Stream ingestion scenarios
Azure Synapse Analytics provides multiple ways to analyze large volumes of data. Two of the most common approaches to large-scale data analytics are:
- Data warehouses - relational databases, optimized for distributed storage and query processing. Data is stored in tables and queried using SQL.
- Data lakes - distributed file storage in which data is stored as files that can be processed and queried using multiple runtimes, including Apache Spark and SQL.
Data warehouses in Azure Synapse Analytics
Azure Synapse Analytics provides dedicated SQL pools that you can use to implement enterprise-scale relational data warehouses. Dedicated SQL pools are based on a massively parallel processing (MPP) instance of the Microsoft SQL Server relational database engine in which data is stored and queried in tables.
To ingest real-time data into a relational data warehouse, your Azure Stream Analytics query must write its results to an output that references the table into which you want to load the data.
Data lakes in Azure Synapse Analytics
An Azure Synapse Analytics workspace typically includes at least one storage service that is used as a data lake.
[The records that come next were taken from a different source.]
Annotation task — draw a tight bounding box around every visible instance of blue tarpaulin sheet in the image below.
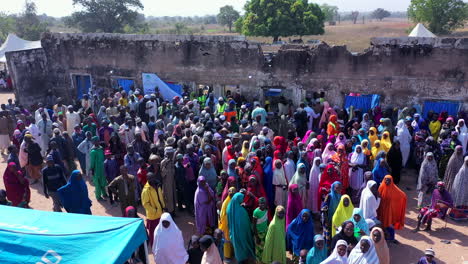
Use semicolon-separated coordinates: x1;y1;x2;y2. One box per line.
423;101;460;118
117;79;135;93
344;94;380;113
0;205;147;264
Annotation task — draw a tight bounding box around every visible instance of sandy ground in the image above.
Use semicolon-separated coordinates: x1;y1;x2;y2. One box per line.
0;91;468;264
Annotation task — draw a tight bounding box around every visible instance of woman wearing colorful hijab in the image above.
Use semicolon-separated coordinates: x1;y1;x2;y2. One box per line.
331;194;355;237
286;184;304;226
327;115;340;136
306;235;327;264
372;158;390;184
377;175;406;230
152;213;188;264
371;227;390;264
218;187;236;259
195;176;216;235
306;157;321;213
332;145;349;193
349;145;366;191
320;240;348;264
228;193;255;263
272;159;288;207
322;143;336;163
57;170;91;214
289;163;309;205
349;208;369;237
368;127;379;147
257;205;286;264
416;152;439;208
286;209;314;257
348;236;380;264
263;157;276;209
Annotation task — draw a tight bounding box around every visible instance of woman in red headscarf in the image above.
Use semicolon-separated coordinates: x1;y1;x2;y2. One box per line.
317;164;341;208
3;162;31;206
327;115;340;137
331;144;349;194
377;175;406;229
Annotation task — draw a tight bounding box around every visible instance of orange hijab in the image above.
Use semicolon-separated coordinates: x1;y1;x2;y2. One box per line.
377;175;406;229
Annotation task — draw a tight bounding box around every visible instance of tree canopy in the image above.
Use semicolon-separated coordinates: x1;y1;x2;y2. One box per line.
66;0;143;33
372;8;392;21
320;4;338;22
408;0;468;34
218;5;240;32
236;0;325;41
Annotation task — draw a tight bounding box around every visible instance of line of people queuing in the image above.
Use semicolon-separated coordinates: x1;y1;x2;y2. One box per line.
0;85;468;264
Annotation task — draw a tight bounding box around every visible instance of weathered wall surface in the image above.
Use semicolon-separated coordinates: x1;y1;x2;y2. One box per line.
10;33;468;109
6;49;50;105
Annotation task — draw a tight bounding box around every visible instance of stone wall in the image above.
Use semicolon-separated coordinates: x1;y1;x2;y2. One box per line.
10;33;468;109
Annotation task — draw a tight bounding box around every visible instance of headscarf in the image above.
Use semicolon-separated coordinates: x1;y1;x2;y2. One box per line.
262;205;286;263
226;193;255;263
444;146;463;192
372;227;390;264
152;213;188;264
377;175;406;230
286;209;314;256
348;236;384;264
199;235;223;264
320;239;348;264
195;176;216;234
372;158;390;184
322;143;336;163
57;170;91;214
380;131;392;152
349;208;369;235
307;157;321;213
416;152;439;191
359;180;380;218
306;235;327;264
331;194;356;237
286;184;304;226
452;157;468;206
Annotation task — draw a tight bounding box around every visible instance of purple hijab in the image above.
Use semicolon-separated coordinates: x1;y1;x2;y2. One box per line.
195;176;216;235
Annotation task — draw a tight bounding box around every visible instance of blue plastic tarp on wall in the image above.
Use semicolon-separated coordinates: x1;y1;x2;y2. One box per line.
423;101;460;118
0;205;147;264
344;94;380;113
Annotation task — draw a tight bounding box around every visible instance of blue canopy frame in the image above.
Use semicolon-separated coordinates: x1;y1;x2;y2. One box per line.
0;205;147;264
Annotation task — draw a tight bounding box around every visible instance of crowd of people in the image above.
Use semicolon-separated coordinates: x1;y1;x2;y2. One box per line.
0;87;468;264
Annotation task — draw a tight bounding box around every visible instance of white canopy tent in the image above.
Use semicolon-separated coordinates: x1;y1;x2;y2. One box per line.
0;34;42;63
408;23;437;38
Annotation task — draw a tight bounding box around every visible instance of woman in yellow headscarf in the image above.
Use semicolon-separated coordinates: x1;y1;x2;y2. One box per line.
331;194;354;237
380;131;392;152
371;140;385;160
218;187;236;259
369;127;379;147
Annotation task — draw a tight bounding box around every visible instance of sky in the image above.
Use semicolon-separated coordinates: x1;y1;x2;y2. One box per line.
0;0;410;17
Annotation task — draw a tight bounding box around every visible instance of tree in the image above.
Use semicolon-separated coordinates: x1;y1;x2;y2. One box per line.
235;0;325;41
218;5;240;32
15;1;47;40
351;11;359;24
372;8;391;21
320;4;338;22
66;0;143;33
408;0;468;34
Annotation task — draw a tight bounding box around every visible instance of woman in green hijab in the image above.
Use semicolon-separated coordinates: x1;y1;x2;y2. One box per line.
262;205;286;264
227;193;255;263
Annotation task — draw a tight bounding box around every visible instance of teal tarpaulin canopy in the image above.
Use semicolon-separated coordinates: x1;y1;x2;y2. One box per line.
0;206;147;264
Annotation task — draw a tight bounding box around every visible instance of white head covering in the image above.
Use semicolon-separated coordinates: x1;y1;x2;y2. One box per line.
153;213;188;264
359;180;380;219
320;239;348;264
348;236;380;264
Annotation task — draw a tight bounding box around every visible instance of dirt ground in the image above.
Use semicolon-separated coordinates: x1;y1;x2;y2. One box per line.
0;93;468;264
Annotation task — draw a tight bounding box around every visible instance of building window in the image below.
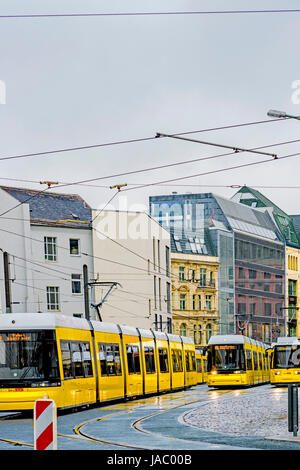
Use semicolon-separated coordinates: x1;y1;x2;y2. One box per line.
193;295;201;310
153;276;157;309
248;269;257;279
157;240;160;273
180;323;186;336
152;237;156;271
250;303;256;315
237;303;246;315
44;237;57;261
194;325;197;344
239;268;245;279
264;303;272;315
158;277;161;310
180;294;186;310
72;274;81;294
167;282;171;313
70;238;80;256
275;303;282;317
47;286;60;311
200;268;206;287
206;323;212;344
198;325;202;344
205;295;212;310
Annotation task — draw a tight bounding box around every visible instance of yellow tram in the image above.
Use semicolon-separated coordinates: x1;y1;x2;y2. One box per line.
207;335;270;387
0;313;197;411
270;336;300;386
196;349;207;384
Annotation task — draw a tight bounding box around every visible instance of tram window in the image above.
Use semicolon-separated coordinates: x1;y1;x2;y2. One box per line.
191;351;196;371
253;351;258;370
185;351;191;372
71;341;84;377
172;349;183;372
98;343;122;376
258;353;262;370
246;349;252;370
80;343;93;377
144;346;155;374
158;348;169;372
60;341;73;379
126;344;141;374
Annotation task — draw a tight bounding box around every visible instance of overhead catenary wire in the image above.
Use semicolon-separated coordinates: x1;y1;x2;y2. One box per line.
48;133;300;191
0;8;300;19
0;117;290;161
122;148;300;192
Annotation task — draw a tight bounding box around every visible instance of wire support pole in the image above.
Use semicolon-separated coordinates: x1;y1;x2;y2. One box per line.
156;133;277;158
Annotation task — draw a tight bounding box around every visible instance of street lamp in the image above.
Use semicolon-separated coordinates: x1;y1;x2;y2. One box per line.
267;109;300;120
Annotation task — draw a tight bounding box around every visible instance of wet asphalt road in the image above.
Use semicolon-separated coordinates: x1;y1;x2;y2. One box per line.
0;384;300;451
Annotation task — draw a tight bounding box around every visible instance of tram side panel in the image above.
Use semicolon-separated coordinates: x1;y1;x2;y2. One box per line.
95;331;125;402
120;326;143;397
182;338;198;387
139;329;158;395
56;327;97;408
168;334;184;390
154;332;171;392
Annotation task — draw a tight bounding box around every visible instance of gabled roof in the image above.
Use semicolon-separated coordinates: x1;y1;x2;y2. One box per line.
0;186;92;228
231;186;300;245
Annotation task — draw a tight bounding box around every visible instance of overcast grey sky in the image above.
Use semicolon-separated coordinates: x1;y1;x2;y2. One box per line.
0;0;300;214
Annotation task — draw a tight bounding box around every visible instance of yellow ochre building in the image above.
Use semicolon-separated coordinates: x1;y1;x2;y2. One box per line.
171;252;220;347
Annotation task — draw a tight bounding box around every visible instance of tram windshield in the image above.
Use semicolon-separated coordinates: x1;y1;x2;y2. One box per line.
0;330;59;388
273;346;300;369
207;344;246;372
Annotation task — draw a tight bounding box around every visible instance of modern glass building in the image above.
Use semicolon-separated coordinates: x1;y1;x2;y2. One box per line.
149;193;285;342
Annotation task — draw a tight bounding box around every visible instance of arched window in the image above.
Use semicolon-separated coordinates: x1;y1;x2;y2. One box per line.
180;323;186;336
206;323;212;344
198;325;202;344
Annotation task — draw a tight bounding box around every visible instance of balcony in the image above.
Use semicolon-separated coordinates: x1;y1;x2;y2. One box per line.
195;279;216;289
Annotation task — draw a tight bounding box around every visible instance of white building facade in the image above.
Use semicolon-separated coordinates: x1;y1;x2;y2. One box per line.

Most commonly, the data lake is hosted in an Azure Storage account using a container configured to support Azure Data Lake Storage Gen2. Files in the data lake are organized hierarchically in directories (folders), and can be stored in multiple file formats, including delimited text (such as comma-separated values, or CSV), Parquet, and JSON.
When ingesting real-time data into a data lake, your Azure Stream Analytics query must write its results to an output that references the location in the Azure Data Lake Gen2 storage container where you want to save the data files. Data analysts, engineers, and scientists can then process and query the files in the data lake by running code in an Apache Spark pool, or by running SQL queries using a serverless SQL pool.